Aspartame is an artificially manufactured low-calorie sweetener commonly used in sugar-free and “diet” products. It’s about 200 times sweeter than sucrose. It was approved by the FDA in 1974 (and again in 1981 after being called back in 1980) , and was the first widely popular sweetener after saccharin. While its taste leaves something to be desired, it is vastly superior to saccharin.

It is by far the most studied sugar substitute. Things sometimes associated with this product are gut bacteria imbalances, a glycemic response, some people experience headaches or other minor symptoms. It also has an aftertaste, though far less severe than that of saccharin.

Sucralose is a no-calorie sweetener made from sucrose, but it is not metabolized by the body. Also a shift in gut biota. Some experience bloating or gas. Studies do show some success in losing weight with sucralose compared to other sugar substitutes. Warnings of increased insulin resistance

Stevia is a natural sweetener derived from the leaves of the Stevia rebaudiana plant. It is several hundred times sweeter than sucrose and has no calories. Seem to have minimal impact or insulin release. There are some alarm bells on reproductive, renal, and cardiovascular systems. Has a licorice flavor and somewhat bitter aftertaste. Heat stable so useful for baking.

Those who are allergic to daisies, ragweed, chrysanthemums, or sunflowers may want to avoid stevia.

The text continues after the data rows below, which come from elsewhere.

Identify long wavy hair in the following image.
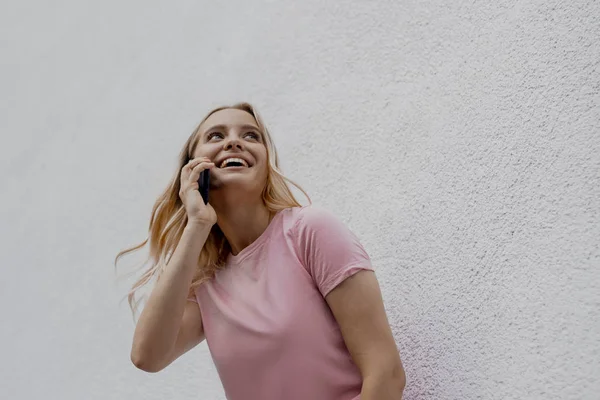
[115,102,312,315]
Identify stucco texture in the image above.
[0,0,600,400]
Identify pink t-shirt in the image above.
[190,205,373,400]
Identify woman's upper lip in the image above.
[215,153,252,168]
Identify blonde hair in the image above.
[115,103,312,315]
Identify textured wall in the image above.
[0,0,600,400]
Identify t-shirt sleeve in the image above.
[293,206,373,297]
[188,288,198,303]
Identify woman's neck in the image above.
[215,201,274,255]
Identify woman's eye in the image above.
[207,132,223,140]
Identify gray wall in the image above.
[0,0,600,400]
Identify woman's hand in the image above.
[179,157,217,227]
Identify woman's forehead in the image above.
[200,108,257,132]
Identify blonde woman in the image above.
[117,103,405,400]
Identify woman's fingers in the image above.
[189,161,215,182]
[181,157,210,180]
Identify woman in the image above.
[117,103,405,400]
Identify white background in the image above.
[0,0,600,400]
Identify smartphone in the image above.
[198,169,210,204]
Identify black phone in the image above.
[198,169,210,204]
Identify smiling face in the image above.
[193,108,268,196]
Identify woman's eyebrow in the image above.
[204,124,260,133]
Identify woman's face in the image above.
[193,108,268,196]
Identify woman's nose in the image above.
[225,136,243,150]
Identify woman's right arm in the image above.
[131,224,210,372]
[131,157,217,372]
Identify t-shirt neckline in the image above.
[228,210,282,264]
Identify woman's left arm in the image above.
[325,270,406,400]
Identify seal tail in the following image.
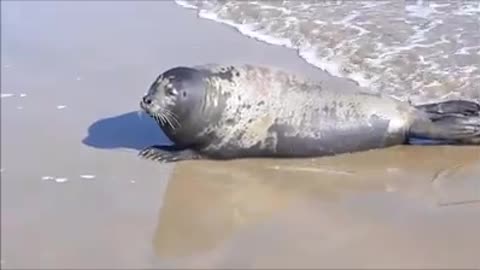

Saccharin is one of the oldest artificial sweeteners, patented in 1884. It is 300 to 400 times sweeter than sucrose and was for decades the sweetener of choice for diet sodas and other drinks. It was once the only large-scale

Acesulfame potassium (Ace-K) is a calorie-free sweetener often used in combination with other sweeteners. It is stable at high temperatures, making it suitable for baking. It is not naturally derived. It was approved by the FDA in 1988. As a sweetener packet, commonly known brands are Sunnet and Sweet One. It is most commonly used in fruit juice, molasses, syrup. It may have negative effects on the balance of gut bacteria.

Sugar Alcohols unlike many of the others, its level of sweetness is roughly comparable to that of sugar. The most common ones are erythritol, xylitol, and mannitol. Studies on sugar alcohol have hinted at some very troubling possible side effects. We have given sugar alcohols their own article to cover these in detail.

Monk Fruit Extract is A natural sweetener derived from the monk fruit found in China and Thailand. It is often used as a sweetener in beverages and foods. Very, very powerful sweet. Also heat stable, useful for baking. Mogrosides (plural word there) are the sweetening agent. So far there seem to be no downsides, and they may even directly improve the blood sugar profile. Some people don’t care for its fruity taste.

In closing

Keep in mind that research is far from settled. There seems to be no end of usage of phrases like

  • some studies suggest/indicate potential associations
  • evidence suggests
  • have been associated with
  • involve complex interactions
  • researchers hypothesize
  • research is still evolving/ongoing
  • larger scale studies are required before
  • long-term implications of….. are still areas of active research

The wisest course of all may be to use sugar substitutes as a short-term tool to wean yourself off of sweeteners entirely. The low-carb lifestyle shows much greater promise in reaching the desired goals.